The pilot program allowed the adults in the school to interrupt that journey. “There was violence and separation in his life that he was working out,” she says. “And so him talking back wasn’t him being like, ‘I’m being disrespectful as an African-American boy.’ It was about: this is what my life has taught me I need to do.’”
The obvious question, though, is how replicable is All-In’s approach? Placing four adults in one classroom and providing a phalanx of social workers and counselors on-site sounds like extremely expensive, posh schooling. But Seneca CEO Berrick turns the question around on itself: How sustainable is the current approach? Eighty-one percent of Oakland Unified School District’s $64.2 million special education budget goes to educating kids in separate classes and in off-site, non-public schools. It costs a district $75,000 per child to educate a kid in a specialized school for students with behavioral and learning disabilities. At that rate, says Rosenthal, “you could get that one student their very own teacher.” Oakland Unified School District spends an average of $1,794 per special education student, and the “All-In” model costs $1,052 per student. The funds are there to sustain a reimagined school community.

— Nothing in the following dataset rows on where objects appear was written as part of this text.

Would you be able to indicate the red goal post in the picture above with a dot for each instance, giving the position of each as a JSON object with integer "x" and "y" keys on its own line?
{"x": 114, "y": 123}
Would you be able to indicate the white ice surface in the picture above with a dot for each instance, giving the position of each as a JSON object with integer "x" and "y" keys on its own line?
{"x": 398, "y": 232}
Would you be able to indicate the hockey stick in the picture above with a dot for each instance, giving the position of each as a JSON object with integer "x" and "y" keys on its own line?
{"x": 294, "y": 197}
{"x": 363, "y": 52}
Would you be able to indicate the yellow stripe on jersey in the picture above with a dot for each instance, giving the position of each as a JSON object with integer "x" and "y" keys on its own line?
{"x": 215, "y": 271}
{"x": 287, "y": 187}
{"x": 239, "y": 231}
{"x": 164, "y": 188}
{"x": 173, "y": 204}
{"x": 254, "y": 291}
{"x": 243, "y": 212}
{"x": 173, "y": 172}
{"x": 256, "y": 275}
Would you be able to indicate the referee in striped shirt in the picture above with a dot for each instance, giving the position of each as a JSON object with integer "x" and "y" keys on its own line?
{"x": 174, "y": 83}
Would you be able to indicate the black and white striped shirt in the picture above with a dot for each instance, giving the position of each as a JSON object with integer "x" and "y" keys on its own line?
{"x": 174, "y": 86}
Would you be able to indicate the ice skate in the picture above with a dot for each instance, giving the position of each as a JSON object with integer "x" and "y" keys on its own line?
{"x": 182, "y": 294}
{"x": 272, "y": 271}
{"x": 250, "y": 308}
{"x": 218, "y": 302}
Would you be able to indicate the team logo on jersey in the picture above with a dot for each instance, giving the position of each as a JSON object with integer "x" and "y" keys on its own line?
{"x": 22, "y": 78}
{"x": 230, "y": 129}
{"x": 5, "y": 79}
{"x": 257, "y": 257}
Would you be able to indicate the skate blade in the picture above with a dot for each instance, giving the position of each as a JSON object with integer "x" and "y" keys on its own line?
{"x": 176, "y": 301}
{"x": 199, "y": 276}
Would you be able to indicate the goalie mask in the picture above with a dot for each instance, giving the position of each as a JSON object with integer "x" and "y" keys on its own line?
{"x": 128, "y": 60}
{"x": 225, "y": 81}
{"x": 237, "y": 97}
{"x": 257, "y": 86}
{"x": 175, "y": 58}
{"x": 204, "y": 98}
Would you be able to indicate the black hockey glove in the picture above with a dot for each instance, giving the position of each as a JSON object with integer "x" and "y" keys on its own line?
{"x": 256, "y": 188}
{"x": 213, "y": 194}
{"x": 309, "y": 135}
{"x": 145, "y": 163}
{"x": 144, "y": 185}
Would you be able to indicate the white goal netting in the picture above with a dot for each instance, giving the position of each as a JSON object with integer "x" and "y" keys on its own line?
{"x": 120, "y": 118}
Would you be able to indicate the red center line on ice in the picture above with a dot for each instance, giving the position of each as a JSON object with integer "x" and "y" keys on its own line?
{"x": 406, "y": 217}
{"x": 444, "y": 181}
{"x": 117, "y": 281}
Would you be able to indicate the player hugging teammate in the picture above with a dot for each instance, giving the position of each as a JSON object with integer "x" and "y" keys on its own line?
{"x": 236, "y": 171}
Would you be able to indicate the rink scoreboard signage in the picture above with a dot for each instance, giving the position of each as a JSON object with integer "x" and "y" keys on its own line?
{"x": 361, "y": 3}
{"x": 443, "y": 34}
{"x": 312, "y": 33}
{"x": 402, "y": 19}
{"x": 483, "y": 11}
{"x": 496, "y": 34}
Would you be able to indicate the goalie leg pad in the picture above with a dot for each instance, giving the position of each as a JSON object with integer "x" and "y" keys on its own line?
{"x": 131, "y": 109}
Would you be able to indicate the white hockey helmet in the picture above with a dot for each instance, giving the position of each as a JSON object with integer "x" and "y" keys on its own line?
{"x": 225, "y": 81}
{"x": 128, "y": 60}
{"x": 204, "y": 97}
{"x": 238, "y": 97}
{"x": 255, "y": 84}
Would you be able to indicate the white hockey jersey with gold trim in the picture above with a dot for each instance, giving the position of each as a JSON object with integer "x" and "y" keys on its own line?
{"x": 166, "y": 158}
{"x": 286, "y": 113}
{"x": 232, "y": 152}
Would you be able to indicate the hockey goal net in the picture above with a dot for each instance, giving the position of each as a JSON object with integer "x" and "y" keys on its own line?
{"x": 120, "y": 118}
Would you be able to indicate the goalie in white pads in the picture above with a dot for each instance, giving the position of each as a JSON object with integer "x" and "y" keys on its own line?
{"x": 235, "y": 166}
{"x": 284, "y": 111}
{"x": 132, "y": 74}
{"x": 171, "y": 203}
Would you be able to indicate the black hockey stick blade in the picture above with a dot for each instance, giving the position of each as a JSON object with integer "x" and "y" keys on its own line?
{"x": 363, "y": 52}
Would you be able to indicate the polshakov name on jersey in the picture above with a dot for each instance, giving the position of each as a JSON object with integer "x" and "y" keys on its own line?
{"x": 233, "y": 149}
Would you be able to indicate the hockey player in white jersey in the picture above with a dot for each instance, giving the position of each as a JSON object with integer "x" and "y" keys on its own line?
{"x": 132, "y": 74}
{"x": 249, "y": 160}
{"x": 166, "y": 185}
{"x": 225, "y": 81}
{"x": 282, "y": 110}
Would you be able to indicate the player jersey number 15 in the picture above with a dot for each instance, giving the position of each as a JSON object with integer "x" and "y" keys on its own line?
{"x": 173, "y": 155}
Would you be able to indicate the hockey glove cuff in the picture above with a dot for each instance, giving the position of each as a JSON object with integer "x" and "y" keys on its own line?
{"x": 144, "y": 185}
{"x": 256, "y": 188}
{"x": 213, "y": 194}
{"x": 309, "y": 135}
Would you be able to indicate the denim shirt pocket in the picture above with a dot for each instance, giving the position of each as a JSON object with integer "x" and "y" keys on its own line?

Oakland Unified’s Associate Superintendent Sheilagh Andujar calls All-In “very timely.” The racial disparities in special education identification and school discipline are not lost on Andujar, who was appointed to lead the district’s special education services last summer. “We’re looking into possibilities with this new model,” Andujar said, with an emphasis on taking a “system-wide” approach. The ultimate hope is to to intervene as soon as possible so “we see a decline in the number of students who are referred for special ed, and those who are labeled in that ‘emotionally disturbed’ category.”
Today, Amo is in seventh grade, and Ford-Morthel still checks in on him. He’s hanging on, attending class every day and keeping up decent grades. “He’s a stronger kid,” says Ford-Morthel, but she knows it’ll be all too easy for Amo to fall apart in a system that isn’t prepared to acknowledge everything that’s going on in his life outside of school. “This is only a start.”